Jeffrey D. Saut, Chief Investment Strategist (727) 567-2644
While traveling up and down the west coast of Florida this week, I could not help but recall the famous line from the movie Animal House, “Road Trip!” as well as the old stock market axiom, “When the going gets tough, the tough go on the road!” Clearly, that's what I did this week, and while I was traveling, the stock market was doing some pretty weird things. In fact, I cannot recall the last time I saw the D-J Industrials down over 200 points and the S&P 500 up some 13 points. That's why, when someone asks me about the stock market, I hardly ever refer to the Industrials but, rather, the S&P 500. Leon Tuey does me one better by saying the stock market is not an index, which is why the Advance–Decline Line is a much better indicator of the overall stock market than any index.
"The quote, 'a picture is worth a thousand words' is attributed to Confucius. That may or may not be true. The attendant chart [page 2], however, tells investors much more about 'the market' than what the S&P-obsessed seers have been telling investors. Most on Wall Street always talk about the S&P as it was 'the market' not realizing that it only contains 500 big cap stocks and it is a weighted Index. On any given day, several thousand stocks are traded in the U.S. and that, is 'the market'
For decades, I've been advising those who really want to know what 'the market' is doing to look at the Advance-Decline Lines.

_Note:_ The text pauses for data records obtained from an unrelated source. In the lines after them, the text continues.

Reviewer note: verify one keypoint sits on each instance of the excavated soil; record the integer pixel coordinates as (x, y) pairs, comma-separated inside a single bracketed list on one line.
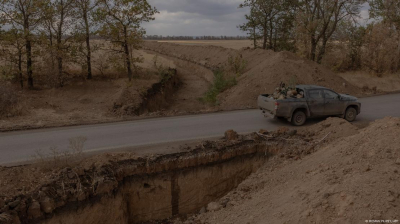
[(331, 172), (264, 71), (353, 179)]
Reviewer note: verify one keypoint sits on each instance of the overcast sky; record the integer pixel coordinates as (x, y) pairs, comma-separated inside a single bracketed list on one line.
[(199, 17)]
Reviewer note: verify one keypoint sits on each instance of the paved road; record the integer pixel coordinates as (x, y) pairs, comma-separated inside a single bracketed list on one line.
[(22, 145)]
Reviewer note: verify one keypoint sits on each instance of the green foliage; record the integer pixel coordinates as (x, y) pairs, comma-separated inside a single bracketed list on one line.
[(220, 84)]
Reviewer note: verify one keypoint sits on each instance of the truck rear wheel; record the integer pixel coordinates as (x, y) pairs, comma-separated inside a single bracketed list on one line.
[(299, 118), (351, 114)]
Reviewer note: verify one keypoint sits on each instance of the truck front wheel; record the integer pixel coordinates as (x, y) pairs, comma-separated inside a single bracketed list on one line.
[(299, 118), (351, 114)]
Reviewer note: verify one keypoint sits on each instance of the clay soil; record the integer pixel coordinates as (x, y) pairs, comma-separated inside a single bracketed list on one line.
[(89, 102), (331, 172), (82, 101), (350, 179), (264, 71)]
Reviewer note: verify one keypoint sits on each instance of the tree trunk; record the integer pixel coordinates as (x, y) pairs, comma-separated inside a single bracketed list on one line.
[(60, 71), (127, 58), (88, 49), (265, 34), (322, 51), (20, 68), (29, 71), (59, 61), (313, 48), (271, 31), (254, 37), (398, 50)]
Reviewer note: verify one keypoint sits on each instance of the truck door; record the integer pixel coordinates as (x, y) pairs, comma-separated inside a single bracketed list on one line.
[(315, 101), (333, 106)]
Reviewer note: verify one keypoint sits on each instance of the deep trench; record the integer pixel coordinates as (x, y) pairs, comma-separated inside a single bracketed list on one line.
[(169, 188)]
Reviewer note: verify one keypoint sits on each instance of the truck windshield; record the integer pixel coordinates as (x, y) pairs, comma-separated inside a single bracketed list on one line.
[(316, 94)]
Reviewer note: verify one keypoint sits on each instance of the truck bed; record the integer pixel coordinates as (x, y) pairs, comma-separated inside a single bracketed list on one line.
[(279, 108)]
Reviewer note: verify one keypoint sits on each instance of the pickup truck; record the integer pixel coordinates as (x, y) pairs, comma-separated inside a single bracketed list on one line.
[(317, 101)]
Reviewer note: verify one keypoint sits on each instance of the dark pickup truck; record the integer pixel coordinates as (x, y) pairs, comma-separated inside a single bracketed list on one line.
[(317, 101)]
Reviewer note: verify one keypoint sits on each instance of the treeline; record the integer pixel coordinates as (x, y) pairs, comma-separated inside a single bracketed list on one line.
[(328, 31), (160, 37), (55, 31)]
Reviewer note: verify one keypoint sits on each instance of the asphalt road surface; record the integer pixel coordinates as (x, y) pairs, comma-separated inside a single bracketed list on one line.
[(21, 146)]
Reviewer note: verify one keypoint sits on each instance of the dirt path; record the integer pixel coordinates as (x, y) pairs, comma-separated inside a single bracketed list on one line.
[(195, 82)]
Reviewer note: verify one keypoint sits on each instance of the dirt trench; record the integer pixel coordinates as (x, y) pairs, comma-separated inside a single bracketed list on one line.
[(140, 189)]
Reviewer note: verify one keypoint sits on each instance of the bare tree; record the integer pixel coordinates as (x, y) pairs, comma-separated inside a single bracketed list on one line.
[(122, 25), (273, 20), (13, 49), (389, 12), (85, 10), (319, 20), (25, 15), (59, 15)]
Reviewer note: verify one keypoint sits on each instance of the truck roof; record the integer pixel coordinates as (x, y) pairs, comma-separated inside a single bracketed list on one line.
[(310, 87)]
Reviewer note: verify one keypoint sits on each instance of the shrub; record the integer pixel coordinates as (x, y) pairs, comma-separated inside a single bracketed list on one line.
[(221, 83), (8, 101), (237, 64)]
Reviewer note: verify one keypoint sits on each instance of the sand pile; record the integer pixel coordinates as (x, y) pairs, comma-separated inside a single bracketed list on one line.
[(350, 180), (268, 69), (265, 70)]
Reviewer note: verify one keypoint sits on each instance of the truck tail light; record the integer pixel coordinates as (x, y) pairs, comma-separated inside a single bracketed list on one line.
[(276, 105)]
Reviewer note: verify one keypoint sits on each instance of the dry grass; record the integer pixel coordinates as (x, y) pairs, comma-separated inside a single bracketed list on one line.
[(9, 101), (233, 44), (56, 159)]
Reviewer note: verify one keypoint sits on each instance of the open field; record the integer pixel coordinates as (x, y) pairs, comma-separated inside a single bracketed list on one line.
[(88, 102), (233, 44)]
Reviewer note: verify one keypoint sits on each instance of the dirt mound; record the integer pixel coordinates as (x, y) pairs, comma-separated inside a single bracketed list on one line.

Mathematically, it's simply the cumulative differential of Advances and Declines. Each day, sum up the day's Advances to previous days and sum up the declines to previous days and subtract one from the other. Because of the way it is calculated, in a bull market, over time, the Advance-Decline Line should rise and in a bear market, it should be heading in a southeasterly direction. Accordingly, this indicator tells investors more about the health and direction of 'the market' than any market index. Yet pundits keep talking merrily about the S&P. You would think these folks are trading the S&P minis or the S&P futures and not 'the market.'"

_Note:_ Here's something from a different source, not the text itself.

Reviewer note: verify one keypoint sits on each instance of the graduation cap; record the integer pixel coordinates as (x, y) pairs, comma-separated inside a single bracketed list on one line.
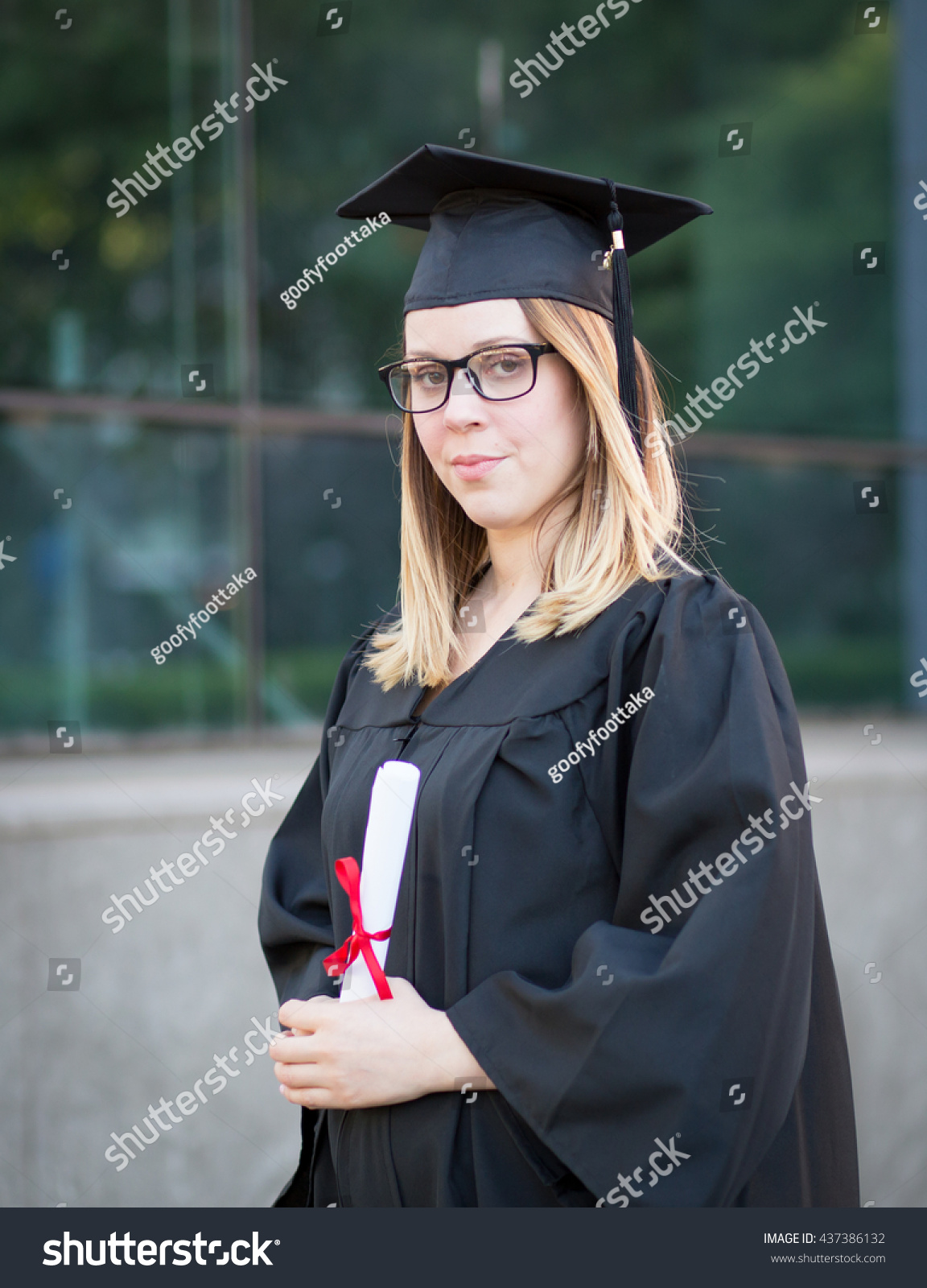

I received many emails about the lunch group's comments on inflation, but I want to highlight the following from blast-from-the-past Albert Wojnilower, Ph.D., who became known as Doctor Doom, while Henry Kaufman was Doctor Gloom, as a result of their dire economic predictions of the stagflation 1970s. From his perch at my friend Craig Drill's money management firm, Al wrote this week:
"If so, why have the Fed and many other leading central banks been chronically over-estimating inflation? Two major sources of inflation in the post-World War II period were rising wage rates and oil prices. Technological innovation has curbed them both. Globalization, spurred by advances in communication, travel, and transport (especially containerization), has exposed Western labor to world-wide competition, sapping the political and economic power of industrial labor unions. As for oil prices, the burgeoning of shale and off-shore petroleum resources outside the Middle East has been holding them in check. Moreover, sharp declines in the cost of solar and wind energy, coupled with improvements in storage batteries and the advent of affordable electric cars, are likely to displace fossil fuels. This would fundamentally alter the costs and uses of energy, with far-reaching repercussions around the globe. Textbooks and economic models that treat inflation as a mainly monetary disorder are obsolescent."
Today is option and futures expiration. When equity futures expire, it is usually more difficult to generate an upside squeeze late in the week. That said, the preopening futures are better by some 9 points as I write at 5:10 a.m.